1. A bag contains 12 red checkers and 6 black checkers. You will randomly select two checkers, one at a time, without replacement.

(a) In how many ways can you select two checkers so that at least one of the checkers is red? List the ways.
(b) What is the probability that you select a black checker and then a red checker? Show your work.

3 answers

Hey Matt, I'm a teacher at GCA and this is the same exact problem I gave to my students. One of my student's name is also Matt. If I found out that you're one of my students, I'm giving you a zero. I will also me contacting every 10th grade teacher and, tell them to be on the look-out for a student named Matt. You will get punished for cheating. Just like what Ultron said: There are... No strings on me.....
Matt got caught lmao
Matt, don't feel bad. I have a student taking the same class and despite the fact we have watched class connects and participated in lessons, we are still not sure of how to do this either. At least you are RESEARCHING how to do it instead of not turning in the assignment.
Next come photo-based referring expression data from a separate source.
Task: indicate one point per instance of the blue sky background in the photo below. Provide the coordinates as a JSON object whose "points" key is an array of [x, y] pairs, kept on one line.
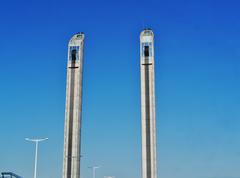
{"points": [[197, 48]]}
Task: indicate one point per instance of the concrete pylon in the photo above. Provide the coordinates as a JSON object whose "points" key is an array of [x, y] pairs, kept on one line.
{"points": [[148, 116], [73, 110]]}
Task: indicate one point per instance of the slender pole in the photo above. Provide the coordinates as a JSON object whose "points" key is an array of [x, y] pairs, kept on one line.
{"points": [[35, 167], [36, 153]]}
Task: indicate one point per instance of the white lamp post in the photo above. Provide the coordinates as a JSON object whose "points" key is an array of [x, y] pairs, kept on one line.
{"points": [[36, 152]]}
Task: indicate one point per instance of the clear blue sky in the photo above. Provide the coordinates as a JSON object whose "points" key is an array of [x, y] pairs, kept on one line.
{"points": [[197, 48]]}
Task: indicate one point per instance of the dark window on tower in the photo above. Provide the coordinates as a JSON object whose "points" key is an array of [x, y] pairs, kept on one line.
{"points": [[146, 51], [74, 55]]}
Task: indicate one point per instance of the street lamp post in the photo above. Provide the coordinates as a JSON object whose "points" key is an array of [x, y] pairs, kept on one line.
{"points": [[36, 152], [94, 170]]}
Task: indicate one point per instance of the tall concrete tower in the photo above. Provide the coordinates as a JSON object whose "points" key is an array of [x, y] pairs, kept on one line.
{"points": [[73, 110], [149, 163]]}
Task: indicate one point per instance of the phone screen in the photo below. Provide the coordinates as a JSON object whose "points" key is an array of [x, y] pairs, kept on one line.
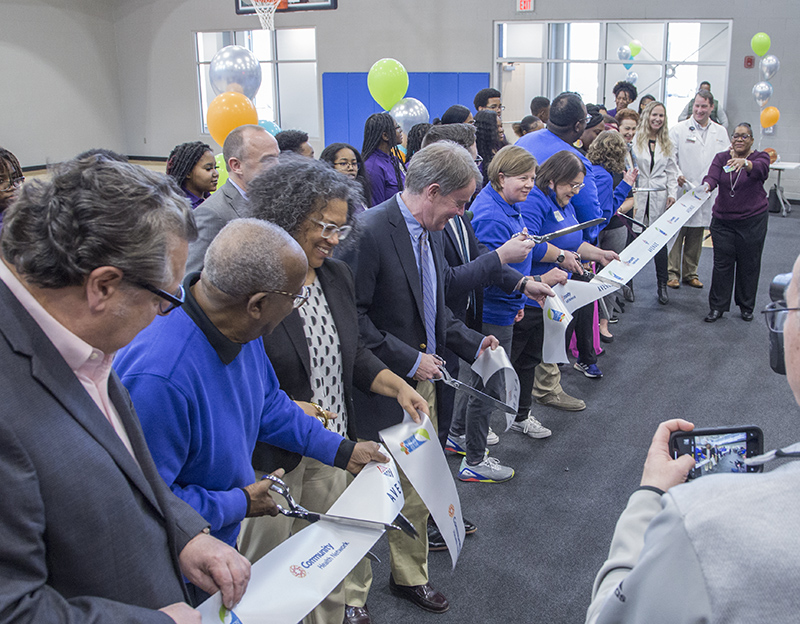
{"points": [[720, 452]]}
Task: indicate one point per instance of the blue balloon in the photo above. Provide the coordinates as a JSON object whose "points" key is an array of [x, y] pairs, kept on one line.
{"points": [[269, 126]]}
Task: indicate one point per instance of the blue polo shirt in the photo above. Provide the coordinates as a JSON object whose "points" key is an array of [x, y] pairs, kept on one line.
{"points": [[495, 221], [543, 144]]}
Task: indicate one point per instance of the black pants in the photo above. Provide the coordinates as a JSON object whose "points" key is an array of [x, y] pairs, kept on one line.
{"points": [[737, 256]]}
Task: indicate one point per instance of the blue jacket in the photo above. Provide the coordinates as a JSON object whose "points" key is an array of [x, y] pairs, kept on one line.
{"points": [[495, 221], [543, 144]]}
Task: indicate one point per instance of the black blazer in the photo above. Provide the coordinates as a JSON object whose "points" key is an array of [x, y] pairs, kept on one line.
{"points": [[389, 299], [288, 352]]}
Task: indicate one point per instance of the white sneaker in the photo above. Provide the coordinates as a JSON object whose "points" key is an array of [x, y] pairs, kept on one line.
{"points": [[532, 427]]}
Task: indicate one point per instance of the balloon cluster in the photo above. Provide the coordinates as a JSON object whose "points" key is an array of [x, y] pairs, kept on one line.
{"points": [[388, 82], [235, 76], [762, 91], [628, 53]]}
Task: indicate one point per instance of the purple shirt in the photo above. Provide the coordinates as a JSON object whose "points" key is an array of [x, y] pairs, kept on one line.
{"points": [[749, 197], [382, 176]]}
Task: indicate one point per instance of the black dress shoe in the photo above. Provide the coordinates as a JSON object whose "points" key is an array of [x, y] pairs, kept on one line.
{"points": [[424, 596], [356, 615]]}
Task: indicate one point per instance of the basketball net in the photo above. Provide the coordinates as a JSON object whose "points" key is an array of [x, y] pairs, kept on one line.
{"points": [[265, 9]]}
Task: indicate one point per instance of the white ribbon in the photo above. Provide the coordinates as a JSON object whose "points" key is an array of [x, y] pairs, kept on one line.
{"points": [[416, 449], [310, 564], [491, 362]]}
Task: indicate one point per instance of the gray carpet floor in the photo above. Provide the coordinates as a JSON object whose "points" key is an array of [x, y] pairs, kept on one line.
{"points": [[543, 535]]}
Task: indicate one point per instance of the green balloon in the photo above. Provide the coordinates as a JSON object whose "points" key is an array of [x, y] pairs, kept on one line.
{"points": [[760, 43], [388, 82]]}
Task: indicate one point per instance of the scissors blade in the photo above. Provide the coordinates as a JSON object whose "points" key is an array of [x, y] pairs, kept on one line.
{"points": [[573, 228]]}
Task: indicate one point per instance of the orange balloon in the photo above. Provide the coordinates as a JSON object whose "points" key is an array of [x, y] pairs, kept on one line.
{"points": [[228, 111], [770, 116]]}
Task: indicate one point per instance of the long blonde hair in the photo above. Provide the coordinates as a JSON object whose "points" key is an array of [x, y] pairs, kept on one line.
{"points": [[643, 130]]}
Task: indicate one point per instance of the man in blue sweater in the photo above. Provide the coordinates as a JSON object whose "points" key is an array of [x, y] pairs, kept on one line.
{"points": [[205, 391]]}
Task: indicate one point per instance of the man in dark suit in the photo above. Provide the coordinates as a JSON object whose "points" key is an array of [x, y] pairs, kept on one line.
{"points": [[90, 531], [248, 150], [400, 258]]}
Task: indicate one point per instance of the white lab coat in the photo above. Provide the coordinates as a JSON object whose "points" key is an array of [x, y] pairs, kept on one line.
{"points": [[694, 157], [663, 175]]}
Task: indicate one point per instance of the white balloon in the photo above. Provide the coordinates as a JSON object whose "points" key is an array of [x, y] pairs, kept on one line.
{"points": [[408, 112]]}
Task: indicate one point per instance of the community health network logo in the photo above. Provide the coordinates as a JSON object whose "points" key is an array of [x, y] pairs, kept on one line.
{"points": [[409, 445]]}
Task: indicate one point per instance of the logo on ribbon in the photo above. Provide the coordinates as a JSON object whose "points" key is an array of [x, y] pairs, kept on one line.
{"points": [[409, 445]]}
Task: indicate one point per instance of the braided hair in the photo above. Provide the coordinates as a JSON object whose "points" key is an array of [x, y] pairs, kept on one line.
{"points": [[183, 158]]}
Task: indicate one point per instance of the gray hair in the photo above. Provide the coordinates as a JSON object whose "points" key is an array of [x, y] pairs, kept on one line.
{"points": [[235, 144], [297, 188], [246, 258], [96, 212], [444, 163]]}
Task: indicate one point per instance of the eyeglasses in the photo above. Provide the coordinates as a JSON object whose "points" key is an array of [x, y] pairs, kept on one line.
{"points": [[170, 301], [329, 229], [775, 315], [298, 299], [13, 185]]}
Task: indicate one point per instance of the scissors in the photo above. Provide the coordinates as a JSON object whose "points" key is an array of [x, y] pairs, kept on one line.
{"points": [[295, 510]]}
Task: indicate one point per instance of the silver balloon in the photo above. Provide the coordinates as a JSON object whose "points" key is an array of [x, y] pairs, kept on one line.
{"points": [[769, 66], [408, 112], [762, 92], [235, 68]]}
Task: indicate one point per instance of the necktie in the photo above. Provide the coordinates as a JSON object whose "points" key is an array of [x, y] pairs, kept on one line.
{"points": [[428, 277]]}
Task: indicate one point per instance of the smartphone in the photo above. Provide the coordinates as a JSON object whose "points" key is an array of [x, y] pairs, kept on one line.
{"points": [[718, 451]]}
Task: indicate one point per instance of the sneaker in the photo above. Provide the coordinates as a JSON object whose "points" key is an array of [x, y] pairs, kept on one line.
{"points": [[488, 471], [562, 401], [456, 444], [532, 427], [590, 370]]}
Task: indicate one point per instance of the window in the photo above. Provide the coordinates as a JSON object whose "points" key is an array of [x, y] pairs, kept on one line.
{"points": [[288, 95], [546, 58]]}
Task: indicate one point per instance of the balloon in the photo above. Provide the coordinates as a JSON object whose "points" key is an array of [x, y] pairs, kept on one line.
{"points": [[770, 116], [769, 66], [388, 82], [235, 68], [222, 170], [269, 126], [762, 92], [760, 43], [228, 111], [408, 112]]}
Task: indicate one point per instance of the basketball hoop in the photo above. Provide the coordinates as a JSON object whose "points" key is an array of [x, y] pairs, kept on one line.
{"points": [[265, 9]]}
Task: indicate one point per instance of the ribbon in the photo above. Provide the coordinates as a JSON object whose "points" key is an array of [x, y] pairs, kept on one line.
{"points": [[310, 564], [416, 449]]}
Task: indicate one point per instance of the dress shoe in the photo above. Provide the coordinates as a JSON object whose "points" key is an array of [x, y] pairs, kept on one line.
{"points": [[356, 615], [663, 297], [424, 596]]}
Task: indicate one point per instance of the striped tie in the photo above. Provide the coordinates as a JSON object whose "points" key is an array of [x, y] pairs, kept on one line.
{"points": [[428, 276]]}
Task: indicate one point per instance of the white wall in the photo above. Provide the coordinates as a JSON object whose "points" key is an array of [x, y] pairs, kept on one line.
{"points": [[64, 50]]}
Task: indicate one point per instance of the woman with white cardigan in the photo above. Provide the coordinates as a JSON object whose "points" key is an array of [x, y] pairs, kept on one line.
{"points": [[654, 155]]}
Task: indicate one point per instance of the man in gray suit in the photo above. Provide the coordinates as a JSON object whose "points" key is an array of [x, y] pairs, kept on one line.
{"points": [[248, 150], [91, 533]]}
Because, unless you are going into pre-med, engineering, design, genetics, etc, I can't possibly fathom giving a student a zero for attempting an assignment. Perhaps he isn't trying to cheat, but gain understanding of how to do the problem....which tells me TEACHER, there is a failure ratio somewhere. Especially when the format of education currently presented by GCA falls well below my expectations. We won't be using this again. I spend far too much time using ALEKS, Kahn Academy videos and other sources....rather than GCA's.